Children bear scars long after the dust settles. Education is disrupted. Health deteriorates. Emotional stability is shattered. Yet in the cold lexicon of officialdom, these realities are invisible. The language of demolition is clinical and detached: “illegal structures,” “encroachment,” “non-compliance.” There is no vocabulary for grief.
Even more corrosive is the perception, often reinforced by reality, of selective enforcement. Lagosians routinely observe flagrant planning violations by the wealthy remain untouched, while informal settlements are flattened with ruthless efficiency. This inconsistency fuels resentment and reinforces the belief that demolition is less about safety and more about power.
Wearing demolition a human face does not mean abandoning the law. It means enforcing it with empathy, fairness, and foresight. It begins with honest engagement: clear notices, sustained dialogue with communities, and explanations delivered early, not barked through megaphones on demolition day. It requires realistic timelines that allow families to relocate without panic. It demands genuine resettlement and compensation frameworks that exist beyond glossy press statements.
Demolition should be a last resort, not a reflex. In many cases, regularization, redesign, or phased relocation could achieve safety objectives without mass displacement. Urban planning is not solely about clearing land; it is about managing people humanely.
Lagos must also confront the hypocrisy at the heart of its demolition culture. Many so-called “illegal” structures exist because of systemic failures: corruption in planning approvals, chronic housing shortages, and explosive population growth.
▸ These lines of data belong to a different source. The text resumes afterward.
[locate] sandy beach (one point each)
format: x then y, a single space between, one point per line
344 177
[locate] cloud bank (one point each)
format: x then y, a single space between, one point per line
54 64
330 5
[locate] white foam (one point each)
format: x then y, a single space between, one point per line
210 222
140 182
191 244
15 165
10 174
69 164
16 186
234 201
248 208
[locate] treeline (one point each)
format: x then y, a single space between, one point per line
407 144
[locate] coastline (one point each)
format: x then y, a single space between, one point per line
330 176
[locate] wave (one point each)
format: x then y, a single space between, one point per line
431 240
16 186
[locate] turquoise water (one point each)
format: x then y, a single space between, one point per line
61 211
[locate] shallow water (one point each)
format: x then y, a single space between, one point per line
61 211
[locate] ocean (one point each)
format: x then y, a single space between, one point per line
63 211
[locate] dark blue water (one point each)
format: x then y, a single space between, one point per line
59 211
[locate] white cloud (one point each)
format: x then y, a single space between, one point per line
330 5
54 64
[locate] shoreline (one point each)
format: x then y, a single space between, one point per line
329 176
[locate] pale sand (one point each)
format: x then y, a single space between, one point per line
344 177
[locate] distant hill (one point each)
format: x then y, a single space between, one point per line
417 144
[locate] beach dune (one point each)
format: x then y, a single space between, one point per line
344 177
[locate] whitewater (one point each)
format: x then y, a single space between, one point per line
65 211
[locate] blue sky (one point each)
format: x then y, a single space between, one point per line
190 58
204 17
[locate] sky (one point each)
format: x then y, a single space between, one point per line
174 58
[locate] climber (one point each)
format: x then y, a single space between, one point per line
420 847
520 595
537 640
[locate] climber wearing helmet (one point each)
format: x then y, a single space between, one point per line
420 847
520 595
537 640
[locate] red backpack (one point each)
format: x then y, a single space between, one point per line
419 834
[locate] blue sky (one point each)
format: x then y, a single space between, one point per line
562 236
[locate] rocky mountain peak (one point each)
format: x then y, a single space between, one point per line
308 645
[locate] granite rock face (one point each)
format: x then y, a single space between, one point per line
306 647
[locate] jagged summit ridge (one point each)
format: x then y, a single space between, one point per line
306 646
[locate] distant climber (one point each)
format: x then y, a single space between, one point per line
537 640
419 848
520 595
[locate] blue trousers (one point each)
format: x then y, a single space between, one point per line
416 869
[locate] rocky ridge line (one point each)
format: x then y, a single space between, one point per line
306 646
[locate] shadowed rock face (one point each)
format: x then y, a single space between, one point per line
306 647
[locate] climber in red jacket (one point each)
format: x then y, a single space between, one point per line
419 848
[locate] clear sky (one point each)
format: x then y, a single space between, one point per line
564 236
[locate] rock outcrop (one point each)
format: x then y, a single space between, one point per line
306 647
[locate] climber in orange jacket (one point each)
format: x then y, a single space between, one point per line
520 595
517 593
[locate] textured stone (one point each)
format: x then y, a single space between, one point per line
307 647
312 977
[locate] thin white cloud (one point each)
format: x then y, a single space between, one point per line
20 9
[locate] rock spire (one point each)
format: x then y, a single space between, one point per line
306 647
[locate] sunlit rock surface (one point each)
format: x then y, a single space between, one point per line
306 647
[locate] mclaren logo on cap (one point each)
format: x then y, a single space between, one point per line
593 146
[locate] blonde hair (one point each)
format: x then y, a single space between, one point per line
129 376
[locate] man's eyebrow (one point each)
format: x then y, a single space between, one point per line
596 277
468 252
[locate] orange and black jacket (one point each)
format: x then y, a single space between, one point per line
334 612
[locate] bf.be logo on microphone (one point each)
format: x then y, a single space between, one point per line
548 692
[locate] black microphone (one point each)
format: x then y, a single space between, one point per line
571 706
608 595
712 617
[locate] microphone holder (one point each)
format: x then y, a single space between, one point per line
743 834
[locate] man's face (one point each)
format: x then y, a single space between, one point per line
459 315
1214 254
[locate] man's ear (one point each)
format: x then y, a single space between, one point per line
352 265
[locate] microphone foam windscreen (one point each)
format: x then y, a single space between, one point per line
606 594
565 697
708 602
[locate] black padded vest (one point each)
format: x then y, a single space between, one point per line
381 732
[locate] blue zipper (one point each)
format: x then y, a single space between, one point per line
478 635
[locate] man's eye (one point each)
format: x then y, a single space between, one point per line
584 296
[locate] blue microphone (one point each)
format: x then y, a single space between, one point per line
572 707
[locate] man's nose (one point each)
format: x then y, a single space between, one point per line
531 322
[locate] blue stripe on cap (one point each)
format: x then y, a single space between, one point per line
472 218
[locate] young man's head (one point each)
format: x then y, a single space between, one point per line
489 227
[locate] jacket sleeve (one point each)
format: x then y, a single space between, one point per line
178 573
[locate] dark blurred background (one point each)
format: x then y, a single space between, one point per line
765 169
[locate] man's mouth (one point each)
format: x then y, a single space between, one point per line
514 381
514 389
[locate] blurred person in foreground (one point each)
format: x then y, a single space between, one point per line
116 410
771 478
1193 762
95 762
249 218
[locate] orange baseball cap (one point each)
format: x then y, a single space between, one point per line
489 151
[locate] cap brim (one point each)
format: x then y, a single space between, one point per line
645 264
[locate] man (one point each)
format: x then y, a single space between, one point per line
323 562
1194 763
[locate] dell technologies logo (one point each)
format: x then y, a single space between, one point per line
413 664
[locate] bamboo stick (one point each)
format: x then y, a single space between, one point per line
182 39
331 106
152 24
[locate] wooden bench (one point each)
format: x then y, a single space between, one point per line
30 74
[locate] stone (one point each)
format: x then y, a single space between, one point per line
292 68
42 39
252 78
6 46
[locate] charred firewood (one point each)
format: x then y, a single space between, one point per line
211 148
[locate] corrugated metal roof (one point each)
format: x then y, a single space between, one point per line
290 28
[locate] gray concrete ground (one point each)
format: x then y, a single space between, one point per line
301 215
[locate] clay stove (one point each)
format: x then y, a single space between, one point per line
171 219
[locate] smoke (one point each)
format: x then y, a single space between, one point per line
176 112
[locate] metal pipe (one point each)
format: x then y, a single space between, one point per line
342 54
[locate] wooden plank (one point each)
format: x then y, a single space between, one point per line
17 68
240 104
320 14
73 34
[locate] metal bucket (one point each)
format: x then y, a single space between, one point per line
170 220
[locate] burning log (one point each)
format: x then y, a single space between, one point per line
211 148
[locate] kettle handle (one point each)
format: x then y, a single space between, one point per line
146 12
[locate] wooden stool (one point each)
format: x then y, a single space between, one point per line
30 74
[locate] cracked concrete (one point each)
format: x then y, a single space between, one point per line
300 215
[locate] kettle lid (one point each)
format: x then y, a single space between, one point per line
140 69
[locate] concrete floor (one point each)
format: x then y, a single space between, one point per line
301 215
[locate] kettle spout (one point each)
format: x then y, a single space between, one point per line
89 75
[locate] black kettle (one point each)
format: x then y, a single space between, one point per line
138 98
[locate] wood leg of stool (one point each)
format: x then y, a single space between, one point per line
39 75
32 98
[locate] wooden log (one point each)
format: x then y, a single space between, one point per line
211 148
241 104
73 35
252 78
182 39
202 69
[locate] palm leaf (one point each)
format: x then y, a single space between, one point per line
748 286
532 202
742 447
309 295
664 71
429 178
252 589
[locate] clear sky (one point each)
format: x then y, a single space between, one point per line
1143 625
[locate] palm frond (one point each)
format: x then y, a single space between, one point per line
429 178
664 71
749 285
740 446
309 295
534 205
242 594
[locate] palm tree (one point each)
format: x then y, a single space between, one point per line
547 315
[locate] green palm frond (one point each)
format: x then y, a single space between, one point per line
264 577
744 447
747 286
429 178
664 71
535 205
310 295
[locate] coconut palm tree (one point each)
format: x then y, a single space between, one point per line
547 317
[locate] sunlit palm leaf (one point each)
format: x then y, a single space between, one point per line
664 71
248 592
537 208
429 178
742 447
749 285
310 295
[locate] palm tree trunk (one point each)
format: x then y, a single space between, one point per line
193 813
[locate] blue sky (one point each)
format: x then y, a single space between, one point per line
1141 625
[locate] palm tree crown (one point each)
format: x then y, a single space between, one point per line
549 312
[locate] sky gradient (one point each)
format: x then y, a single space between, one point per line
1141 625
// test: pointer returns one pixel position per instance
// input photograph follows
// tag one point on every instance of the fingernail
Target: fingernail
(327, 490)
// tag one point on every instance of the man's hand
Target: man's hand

Punishing the poor for these failures is not justice; it is a refusal to accept institutional responsibility.
A truly world-class city is not defined only by bridges, flyovers, and skylines. It is judged by how it treats its most vulnerable. Development that leaves babies dead, elders in shock, and teenagers traumatized cannot be sold as progress. That is development stained with blood, even if no one officially acknowledges it.
Humanity is not weakness. Compassion is not inefficiency. Lagos can enforce its laws and still protect lives. It can pursue development without trampling dignity. Until it does, every demolition will echo not just with falling concrete, but with the unanswered cries of those who paid the ultimate price for a city’s ambition.